Ukrainian Artists Built A Future On Their Own
Viktor Witkowski/ Hyperallegic
DRESDEN — The Albertinum Museum’s exhibition Kaleidoscope of (Hi) Stories presents a survey of Ukrainian art from 1912–2023 with around 50 artists and more than 100 works.
Adjacent to the main exhibition, an extensive wall of text traces Ukraine’s history over one century. Considering the disinformation circulating about Ukraine and Russia’s war against it, this exhibition’s factual accuracy is a necessity. It pushes against the erasure of Ukrainian history and agency, promoting an illuminating historical account of a nation under continuous Russian siege. Visitors learn about the Ukrainian War of Independence (1917–21), which resulted in a partitioned Ukraine (between Poland and the Soviet Union). Beginning in 1922, the Soviet Union absorbed most of Ukraine into the Ukrainian Soviet Socialist Republic. By 1928, Josef Stalin had emerged as the Soviet Union’s undisputed leader. His political rise led to cultural repression and the attempt to produce a monolithic Soviet identity across the USSR. The formative years of the Ukrainian avant-garde, from the early 1900s through the 1920s, resulted in diverse artistic centers in cities like Odesa, Kharkiv, Lviv, and Kyiv. French avant-garde artists — including Pierre Bonnard, George Braque, Henri Matisse, Henri Rousseau, and Paul Signac — exhibited alongside their Ukrainian counterparts in Kyiv and Odesa as early as 1910.
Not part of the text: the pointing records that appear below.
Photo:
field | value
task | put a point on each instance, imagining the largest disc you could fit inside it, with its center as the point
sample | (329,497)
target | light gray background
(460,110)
During the 1920s, Kyiv developed a unique position within Ukraine when its art academy invited artists from all parts of the country to teach, including Ukrainian avant-garde artists Kazimir Malevich and Vladimir Tatlin. But Ukraine’s flourishing culture was cut short. During the 1930s, increased mass repressions ordered by Stalin and executed by Moscow’s apparatchiks made it impossible for Ukrainian artists to work outside the newly formed Artists’ Union of the USSR.
The Soviet Union employed every tool to implement the Russification of Ukraine, including censorship, the suppression and regulation of the Ukrainian language, an artificially imposed famine (Holodomor), mass executions and deportations, and the removal of monuments celebrating Ukrainian national identity. The exhibition’s wall text and timeline take us to the fall of the Berlin Wall in 1989, contextualizing its impact on Ukraine and the Soviet Union, the Orange Revolution of the early 2000s, the Revolution of Dignity in late 2013 through early 2014, Russia’s annexation of Crimea and parts of eastern Ukraine, and its full-scale invasion of Ukraine in 2022.
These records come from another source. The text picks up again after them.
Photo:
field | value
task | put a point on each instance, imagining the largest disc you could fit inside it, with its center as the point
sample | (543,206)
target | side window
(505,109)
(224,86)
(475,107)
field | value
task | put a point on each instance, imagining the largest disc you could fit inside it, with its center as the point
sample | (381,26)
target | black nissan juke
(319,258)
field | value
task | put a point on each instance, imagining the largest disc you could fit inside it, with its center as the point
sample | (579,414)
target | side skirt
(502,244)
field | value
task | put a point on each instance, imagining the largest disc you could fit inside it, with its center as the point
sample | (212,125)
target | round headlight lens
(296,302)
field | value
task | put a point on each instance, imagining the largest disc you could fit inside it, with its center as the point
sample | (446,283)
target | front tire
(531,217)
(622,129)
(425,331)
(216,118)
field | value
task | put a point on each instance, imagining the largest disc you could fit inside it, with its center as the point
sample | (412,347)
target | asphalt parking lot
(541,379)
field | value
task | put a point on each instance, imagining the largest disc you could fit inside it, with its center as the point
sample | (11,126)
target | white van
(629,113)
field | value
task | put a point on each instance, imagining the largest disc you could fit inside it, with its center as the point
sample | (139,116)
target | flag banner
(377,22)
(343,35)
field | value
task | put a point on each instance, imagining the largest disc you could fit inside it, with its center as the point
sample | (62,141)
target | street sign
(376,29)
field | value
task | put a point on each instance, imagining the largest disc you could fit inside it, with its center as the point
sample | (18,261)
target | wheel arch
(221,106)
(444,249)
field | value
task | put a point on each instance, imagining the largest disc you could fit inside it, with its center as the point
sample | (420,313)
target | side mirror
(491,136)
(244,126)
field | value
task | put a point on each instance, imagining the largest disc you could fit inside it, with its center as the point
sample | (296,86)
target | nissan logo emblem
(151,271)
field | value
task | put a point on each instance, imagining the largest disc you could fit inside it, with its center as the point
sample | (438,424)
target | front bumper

Most of the exhibition’s work is a material manifestation of how cultural resistance and self-determination help to maintain a sense of national identity in the face of decades-long occupation. Wiktor Palmow’s 1927 painting “For the Power of the Soviets” depicts a fallen revolutionary, lying on cobblestone behind what appear to be parts of a street barricade. Spent rifle cartridges and a clip with three unused rounds are next to the bloodied body of the fighter. There is no indication of any weapon that this individual might have used. Instead, his lifeless body is placed on top of a red flag. Palmow’s painting alludes to the October Revolution 10 years earlier. In 1917, the Bolshevik Revolution under Vladimir Lenin’s leadership took place in Petrograd, Russia, with the aim to overthrow Russia’s provisional government and make the Communist Party the sole ruler of the future USSR. A few days after the Bolshevik coup, street fights broke out between supporters of the Russian provisional government and the Ukrainian government forces in Kyiv. Palmow’s painting exposes individual sacrifice for the benefit of an external ideology as a deadly endeavor.
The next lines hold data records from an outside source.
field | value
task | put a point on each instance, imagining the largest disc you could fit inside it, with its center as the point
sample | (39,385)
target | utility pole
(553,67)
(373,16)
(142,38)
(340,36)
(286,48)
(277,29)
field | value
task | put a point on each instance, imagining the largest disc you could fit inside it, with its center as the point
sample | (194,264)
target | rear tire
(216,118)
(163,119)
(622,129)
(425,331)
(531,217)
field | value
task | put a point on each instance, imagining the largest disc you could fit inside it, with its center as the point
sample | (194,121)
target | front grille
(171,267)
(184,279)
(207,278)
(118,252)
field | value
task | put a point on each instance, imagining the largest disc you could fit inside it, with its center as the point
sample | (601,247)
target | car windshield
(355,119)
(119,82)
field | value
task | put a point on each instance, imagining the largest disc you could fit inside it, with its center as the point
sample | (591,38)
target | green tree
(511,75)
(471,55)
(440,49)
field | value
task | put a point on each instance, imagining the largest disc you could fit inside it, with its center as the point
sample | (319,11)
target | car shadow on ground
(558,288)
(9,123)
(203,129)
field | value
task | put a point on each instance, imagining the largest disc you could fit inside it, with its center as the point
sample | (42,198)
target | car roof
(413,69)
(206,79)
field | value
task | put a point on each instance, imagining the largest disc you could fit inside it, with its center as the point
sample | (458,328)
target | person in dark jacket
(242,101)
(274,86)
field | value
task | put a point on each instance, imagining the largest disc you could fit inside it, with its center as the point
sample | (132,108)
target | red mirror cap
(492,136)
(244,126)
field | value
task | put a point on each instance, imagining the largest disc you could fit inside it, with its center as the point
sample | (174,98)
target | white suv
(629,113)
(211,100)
A similar resilience can be found in Oksana Pawlenko’s painting “Long live March 8th!” (1930–1931), wherein Pawlenko’s rural women collectively denounce their imposed inequalities. Initiated by Clara Zetkin in 1910, International Women’s Day was celebrated on March 8 of each year as early as 1914 (and by 1917 in the Soviet Union). It began as a quest for women’s rights across class boundaries. During Stalin’s rule, it was turned into a propaganda event that no longer favored emancipation but focused on the importance of motherhood and a woman’s role in Stalinist society.